Parallel implementation of the recursive Green's function method

TL;DR

This paper presents a parallel algorithm for the recursive Green's function method, enabling efficient domain decomposition and recursive elimination to improve computational scalability in quantum scattering simulations.

Contribution

It introduces a novel parallel implementation with domain decomposition and recursive elimination, analyzing its performance and identifying bottlenecks for scalable quantum transport calculations.

Findings

Linear scaling of complexity with number of processors

Identification of cyclic reduction as a computational bottleneck

Performance analysis on numerical benchmarks

Abstract

A parallel algorithm for the implementation of the recursive Green's function technique, which is extensively applied in the coherent scattering formalism, is developed. The algorithm performs a domain decomposition of the scattering region among the processors participating in the computation and calculates the Schur's complement block in the form of distributed blocks among the processors. If the method is applied recursively, thereby eliminating the processors cyclically, it is possible to arrive at a Schur's complement block of small size and compute the desired block of the Green's function matrix directly.
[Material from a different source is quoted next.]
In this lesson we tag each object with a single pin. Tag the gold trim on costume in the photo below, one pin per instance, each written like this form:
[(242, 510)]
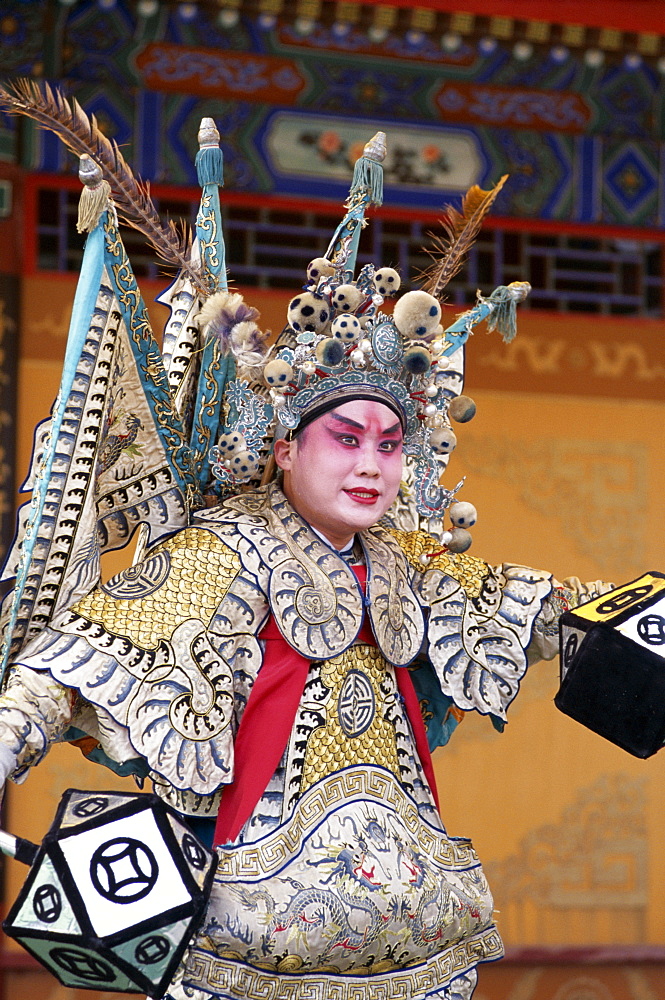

The numerical complexity due to the longitudinal dimension of the scatterer scales linearly with the number of processors, though, the computational cost due to the processors' cyclic reduction, establishes a bottleneck to achieve efficiency 100%. The proposed algorithm is accompanied by a performance analysis for two numerical benchmarks, in which the dominant sources of computational load and parallel overhead as well as their competitive role in the efficiency of the algorithm will be demonstrated.